September 25, 2008

Roughly sketch your diagrams

In recent posts I have already demonstrated the power of diagram completion.

In the paper I have presented at this year's LED workshop, I have shown how diagram completion can be used in order to facilitate a completely novel(?) approach to diagram editing. It is enough to just roughly sketch your diagram. You do not need to hit the mark quite precisely anymore as required in traditional diagram editors. Rather the completion engine computes all ways, how the diagram can be put together. Thereafter, the completion causing minimal change to the layout of existing diagram components is selected automatically! I am quite sure that this feature can boost the accessibility of diagram editors.

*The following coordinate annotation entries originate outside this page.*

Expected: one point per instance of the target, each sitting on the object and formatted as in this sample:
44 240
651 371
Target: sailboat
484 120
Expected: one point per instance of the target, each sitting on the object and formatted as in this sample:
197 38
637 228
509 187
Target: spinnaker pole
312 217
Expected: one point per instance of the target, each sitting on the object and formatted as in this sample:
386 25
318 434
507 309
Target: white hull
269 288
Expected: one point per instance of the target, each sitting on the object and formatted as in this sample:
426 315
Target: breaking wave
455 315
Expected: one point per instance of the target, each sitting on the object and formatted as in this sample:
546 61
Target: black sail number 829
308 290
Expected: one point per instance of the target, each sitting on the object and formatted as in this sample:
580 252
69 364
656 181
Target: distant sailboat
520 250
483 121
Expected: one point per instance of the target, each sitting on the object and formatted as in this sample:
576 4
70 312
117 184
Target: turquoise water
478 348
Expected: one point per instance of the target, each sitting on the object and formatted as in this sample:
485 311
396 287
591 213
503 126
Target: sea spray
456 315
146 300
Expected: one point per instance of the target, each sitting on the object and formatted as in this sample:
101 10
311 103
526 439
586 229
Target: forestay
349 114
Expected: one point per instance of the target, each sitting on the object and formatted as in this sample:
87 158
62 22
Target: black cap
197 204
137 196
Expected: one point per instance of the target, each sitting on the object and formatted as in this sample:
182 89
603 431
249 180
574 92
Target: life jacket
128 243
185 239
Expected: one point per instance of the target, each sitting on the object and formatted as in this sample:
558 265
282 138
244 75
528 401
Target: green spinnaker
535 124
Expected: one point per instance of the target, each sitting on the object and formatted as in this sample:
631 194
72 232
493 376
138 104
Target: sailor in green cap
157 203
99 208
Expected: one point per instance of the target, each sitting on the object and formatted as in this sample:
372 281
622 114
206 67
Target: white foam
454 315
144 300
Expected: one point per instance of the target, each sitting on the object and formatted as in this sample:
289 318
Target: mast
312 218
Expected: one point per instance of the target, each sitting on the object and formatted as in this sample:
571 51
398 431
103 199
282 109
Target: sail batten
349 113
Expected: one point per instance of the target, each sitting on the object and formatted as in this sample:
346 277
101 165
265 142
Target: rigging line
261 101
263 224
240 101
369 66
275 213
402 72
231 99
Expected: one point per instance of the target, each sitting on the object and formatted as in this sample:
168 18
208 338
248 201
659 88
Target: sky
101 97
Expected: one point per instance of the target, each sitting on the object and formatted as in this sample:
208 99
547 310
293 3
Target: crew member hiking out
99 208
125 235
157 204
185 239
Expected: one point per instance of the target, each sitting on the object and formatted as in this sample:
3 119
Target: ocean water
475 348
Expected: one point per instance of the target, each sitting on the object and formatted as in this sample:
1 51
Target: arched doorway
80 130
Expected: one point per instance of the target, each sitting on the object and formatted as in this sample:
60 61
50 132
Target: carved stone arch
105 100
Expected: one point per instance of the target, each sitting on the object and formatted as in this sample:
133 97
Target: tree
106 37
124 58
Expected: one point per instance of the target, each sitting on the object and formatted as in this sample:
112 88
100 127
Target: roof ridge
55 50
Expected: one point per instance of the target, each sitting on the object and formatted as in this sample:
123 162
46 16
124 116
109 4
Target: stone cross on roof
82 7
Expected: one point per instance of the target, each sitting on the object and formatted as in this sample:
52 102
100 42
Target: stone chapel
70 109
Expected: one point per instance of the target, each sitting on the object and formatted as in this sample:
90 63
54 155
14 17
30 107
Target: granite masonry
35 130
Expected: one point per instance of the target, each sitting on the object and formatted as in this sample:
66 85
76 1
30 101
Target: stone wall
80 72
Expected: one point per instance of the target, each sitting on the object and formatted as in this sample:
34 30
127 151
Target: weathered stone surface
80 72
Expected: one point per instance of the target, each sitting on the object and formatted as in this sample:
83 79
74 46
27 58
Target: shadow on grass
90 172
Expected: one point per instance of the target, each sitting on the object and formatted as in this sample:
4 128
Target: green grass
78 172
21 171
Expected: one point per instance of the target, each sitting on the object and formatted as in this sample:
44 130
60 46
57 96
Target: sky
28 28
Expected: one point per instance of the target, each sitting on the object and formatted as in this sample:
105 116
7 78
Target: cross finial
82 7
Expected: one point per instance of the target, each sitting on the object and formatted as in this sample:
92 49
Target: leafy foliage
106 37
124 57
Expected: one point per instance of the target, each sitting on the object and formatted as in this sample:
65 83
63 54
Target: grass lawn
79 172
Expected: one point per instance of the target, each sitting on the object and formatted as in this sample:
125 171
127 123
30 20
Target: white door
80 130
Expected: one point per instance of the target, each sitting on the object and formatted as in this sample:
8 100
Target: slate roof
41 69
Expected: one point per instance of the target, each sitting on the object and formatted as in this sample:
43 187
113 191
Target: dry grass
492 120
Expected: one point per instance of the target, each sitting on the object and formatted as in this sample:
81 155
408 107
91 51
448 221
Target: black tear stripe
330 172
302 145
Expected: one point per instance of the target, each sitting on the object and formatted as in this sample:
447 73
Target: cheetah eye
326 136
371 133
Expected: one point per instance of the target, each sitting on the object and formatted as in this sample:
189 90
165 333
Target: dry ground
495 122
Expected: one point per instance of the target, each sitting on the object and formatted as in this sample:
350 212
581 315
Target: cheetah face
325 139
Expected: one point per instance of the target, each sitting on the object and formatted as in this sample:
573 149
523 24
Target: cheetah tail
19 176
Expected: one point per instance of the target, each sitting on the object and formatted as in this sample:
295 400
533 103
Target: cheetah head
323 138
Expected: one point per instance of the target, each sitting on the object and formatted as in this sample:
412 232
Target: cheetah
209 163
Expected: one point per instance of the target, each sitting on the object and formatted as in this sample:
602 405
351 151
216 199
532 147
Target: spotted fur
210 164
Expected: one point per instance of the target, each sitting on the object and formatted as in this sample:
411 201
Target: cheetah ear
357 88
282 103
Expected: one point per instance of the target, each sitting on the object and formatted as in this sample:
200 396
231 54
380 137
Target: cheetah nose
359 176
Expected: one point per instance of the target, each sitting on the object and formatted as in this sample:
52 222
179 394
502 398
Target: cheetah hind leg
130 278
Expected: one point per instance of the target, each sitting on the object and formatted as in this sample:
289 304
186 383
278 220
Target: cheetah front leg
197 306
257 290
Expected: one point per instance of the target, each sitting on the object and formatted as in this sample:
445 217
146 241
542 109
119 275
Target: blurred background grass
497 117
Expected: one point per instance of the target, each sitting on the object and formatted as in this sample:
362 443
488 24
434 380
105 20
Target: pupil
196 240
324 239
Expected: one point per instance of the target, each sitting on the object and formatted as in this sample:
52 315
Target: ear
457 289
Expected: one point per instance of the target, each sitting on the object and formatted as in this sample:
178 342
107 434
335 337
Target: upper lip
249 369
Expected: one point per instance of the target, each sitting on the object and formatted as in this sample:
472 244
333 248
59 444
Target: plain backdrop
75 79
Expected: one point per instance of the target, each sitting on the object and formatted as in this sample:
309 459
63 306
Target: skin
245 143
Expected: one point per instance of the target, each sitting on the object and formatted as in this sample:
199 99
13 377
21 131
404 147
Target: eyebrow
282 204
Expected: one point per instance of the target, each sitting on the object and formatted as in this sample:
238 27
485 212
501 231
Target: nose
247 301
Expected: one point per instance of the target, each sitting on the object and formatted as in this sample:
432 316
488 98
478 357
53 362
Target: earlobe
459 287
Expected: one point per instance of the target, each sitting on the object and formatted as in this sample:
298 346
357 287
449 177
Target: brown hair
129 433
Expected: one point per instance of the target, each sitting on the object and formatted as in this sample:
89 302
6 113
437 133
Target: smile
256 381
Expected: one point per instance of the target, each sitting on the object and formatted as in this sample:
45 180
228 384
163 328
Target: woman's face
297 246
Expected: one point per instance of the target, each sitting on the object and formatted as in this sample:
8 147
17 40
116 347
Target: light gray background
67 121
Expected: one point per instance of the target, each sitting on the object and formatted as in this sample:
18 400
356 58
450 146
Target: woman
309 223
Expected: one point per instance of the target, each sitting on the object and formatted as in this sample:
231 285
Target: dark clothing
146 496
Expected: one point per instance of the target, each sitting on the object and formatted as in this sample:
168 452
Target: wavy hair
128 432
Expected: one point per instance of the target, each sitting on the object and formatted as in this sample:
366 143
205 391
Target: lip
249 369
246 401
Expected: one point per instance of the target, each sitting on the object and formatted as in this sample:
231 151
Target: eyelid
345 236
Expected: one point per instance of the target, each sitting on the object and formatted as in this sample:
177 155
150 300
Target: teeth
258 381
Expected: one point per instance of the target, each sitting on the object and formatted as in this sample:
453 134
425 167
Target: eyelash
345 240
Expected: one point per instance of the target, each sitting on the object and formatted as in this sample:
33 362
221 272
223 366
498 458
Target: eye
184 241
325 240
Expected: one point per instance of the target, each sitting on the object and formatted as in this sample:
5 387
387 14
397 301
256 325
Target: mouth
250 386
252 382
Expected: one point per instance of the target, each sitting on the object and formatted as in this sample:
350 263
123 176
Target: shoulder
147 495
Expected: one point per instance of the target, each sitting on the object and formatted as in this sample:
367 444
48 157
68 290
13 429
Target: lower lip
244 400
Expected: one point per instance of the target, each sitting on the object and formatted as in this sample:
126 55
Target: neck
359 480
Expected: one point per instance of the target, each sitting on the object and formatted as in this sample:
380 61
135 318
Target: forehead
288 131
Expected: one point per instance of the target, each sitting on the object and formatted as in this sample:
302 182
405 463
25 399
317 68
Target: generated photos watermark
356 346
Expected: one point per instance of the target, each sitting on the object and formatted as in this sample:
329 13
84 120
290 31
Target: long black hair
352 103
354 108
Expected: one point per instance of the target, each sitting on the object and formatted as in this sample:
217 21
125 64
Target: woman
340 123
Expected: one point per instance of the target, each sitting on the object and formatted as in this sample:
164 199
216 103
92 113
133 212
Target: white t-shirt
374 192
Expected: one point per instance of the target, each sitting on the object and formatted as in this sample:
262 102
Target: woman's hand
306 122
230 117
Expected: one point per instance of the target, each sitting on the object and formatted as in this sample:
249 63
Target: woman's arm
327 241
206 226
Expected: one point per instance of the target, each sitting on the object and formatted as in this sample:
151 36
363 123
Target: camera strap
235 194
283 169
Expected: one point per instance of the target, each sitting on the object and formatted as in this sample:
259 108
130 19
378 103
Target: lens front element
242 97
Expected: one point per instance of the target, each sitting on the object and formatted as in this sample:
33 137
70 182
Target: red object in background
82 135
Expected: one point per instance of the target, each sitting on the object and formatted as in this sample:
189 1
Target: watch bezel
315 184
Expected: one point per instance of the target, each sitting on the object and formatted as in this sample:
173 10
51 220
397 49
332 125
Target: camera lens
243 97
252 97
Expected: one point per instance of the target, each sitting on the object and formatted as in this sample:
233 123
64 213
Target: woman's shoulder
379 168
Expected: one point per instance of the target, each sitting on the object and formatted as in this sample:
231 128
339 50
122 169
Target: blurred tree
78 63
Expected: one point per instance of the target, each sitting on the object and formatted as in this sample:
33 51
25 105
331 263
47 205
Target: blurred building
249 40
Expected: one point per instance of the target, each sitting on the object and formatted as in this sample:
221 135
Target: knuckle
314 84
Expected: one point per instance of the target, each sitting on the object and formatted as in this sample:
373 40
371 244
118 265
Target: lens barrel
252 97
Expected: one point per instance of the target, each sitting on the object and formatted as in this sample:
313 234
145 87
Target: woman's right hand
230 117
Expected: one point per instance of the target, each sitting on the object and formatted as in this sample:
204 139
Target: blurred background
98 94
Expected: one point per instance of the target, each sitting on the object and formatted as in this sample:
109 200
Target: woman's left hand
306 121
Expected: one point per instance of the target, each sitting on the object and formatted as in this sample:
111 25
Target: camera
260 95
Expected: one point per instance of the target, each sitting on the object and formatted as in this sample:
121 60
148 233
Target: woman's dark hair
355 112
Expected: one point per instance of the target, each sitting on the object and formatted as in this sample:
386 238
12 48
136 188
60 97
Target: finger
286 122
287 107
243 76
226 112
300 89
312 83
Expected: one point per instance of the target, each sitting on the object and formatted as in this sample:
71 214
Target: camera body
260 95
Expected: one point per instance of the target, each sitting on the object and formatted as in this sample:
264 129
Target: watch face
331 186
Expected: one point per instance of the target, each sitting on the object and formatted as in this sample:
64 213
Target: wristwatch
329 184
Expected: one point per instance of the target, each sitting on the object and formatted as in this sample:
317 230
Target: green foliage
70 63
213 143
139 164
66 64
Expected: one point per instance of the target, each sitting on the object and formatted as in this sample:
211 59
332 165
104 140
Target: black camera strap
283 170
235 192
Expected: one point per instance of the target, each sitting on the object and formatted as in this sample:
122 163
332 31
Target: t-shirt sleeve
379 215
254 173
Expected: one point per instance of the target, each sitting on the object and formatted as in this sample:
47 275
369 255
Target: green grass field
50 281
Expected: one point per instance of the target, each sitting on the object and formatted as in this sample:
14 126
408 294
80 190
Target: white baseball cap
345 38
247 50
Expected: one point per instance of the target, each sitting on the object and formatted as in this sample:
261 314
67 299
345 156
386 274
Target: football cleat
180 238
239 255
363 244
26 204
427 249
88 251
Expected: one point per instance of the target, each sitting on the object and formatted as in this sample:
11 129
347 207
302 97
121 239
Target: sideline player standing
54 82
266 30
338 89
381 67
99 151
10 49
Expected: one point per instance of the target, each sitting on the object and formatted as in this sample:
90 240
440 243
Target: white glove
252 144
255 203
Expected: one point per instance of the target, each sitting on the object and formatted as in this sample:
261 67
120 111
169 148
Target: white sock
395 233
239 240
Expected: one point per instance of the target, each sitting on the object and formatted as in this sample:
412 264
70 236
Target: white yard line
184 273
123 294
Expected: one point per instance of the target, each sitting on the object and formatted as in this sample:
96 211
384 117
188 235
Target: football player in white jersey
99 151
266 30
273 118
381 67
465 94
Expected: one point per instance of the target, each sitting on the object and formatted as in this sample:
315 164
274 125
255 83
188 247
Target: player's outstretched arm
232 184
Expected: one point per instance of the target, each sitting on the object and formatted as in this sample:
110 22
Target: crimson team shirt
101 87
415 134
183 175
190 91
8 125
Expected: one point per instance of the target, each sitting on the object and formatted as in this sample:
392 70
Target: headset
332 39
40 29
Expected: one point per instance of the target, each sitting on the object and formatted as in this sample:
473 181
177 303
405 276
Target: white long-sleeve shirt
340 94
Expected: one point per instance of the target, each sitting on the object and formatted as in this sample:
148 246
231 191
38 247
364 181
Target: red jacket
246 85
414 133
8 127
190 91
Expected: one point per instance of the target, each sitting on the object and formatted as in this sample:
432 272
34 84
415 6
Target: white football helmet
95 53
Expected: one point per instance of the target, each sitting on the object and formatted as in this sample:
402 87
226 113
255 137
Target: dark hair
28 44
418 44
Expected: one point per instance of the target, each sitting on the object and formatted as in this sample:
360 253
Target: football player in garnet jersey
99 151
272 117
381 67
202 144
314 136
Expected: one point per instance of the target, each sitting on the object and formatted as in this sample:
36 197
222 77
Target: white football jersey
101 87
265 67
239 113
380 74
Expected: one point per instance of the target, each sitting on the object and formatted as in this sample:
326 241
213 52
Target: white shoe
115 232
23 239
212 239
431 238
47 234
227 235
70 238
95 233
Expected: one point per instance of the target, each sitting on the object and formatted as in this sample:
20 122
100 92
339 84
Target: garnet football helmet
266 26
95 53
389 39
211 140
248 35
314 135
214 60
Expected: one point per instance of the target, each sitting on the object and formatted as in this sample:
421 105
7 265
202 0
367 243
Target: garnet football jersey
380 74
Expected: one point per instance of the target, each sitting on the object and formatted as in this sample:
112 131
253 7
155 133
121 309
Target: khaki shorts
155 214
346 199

This figure shows how tedious the manual correction of a roughly sketched diagram can be. At least three complex mouse dragging operations are necessary here. The completion engine would yield two results for this example, the diagrams A and B given in the upper row. However, it is quite clear which diagram the editor user would prefer: the one with minimal changes to his components, namely A. A shortcut that automatically applies completion A could greatly improve editing performance.

However: This approach is only possible as long as there are not too many possible compositions of the fragements. For instance, n disconnected NSD statements can be put together in n! ways. As a consequence, the user would have to invoke the completion engine every few steps. Even so, this kind of assistance is still useful.

September 16, 2008

Visual Week up and running

The Visual Week in Herrsching, Germany is already up and running. Yesterday the Workshops Layout of (Software) Engineering Diagrams and Sketch tools for diagramming took place. I attended LED where I gave a talk with the title "Exploiting the Layout Engine to Assess Diagram Completions" (paper and slides). But I also really enjoyed the other talks that covered a wide range of topics from industry projects to sophisticated graph layout approaches. A highlight was the 3D UML Heuristic Challenge. We have been divided in several groups and had to solve given tasks. My group had to think about the differences in 2D and 3D usability heuristics and, subsequently, evaluate a given tool using the heuristics we just developed.

Today the ACM SoftVis conference has started and a graduate consortium took place (many exciting new ideas!).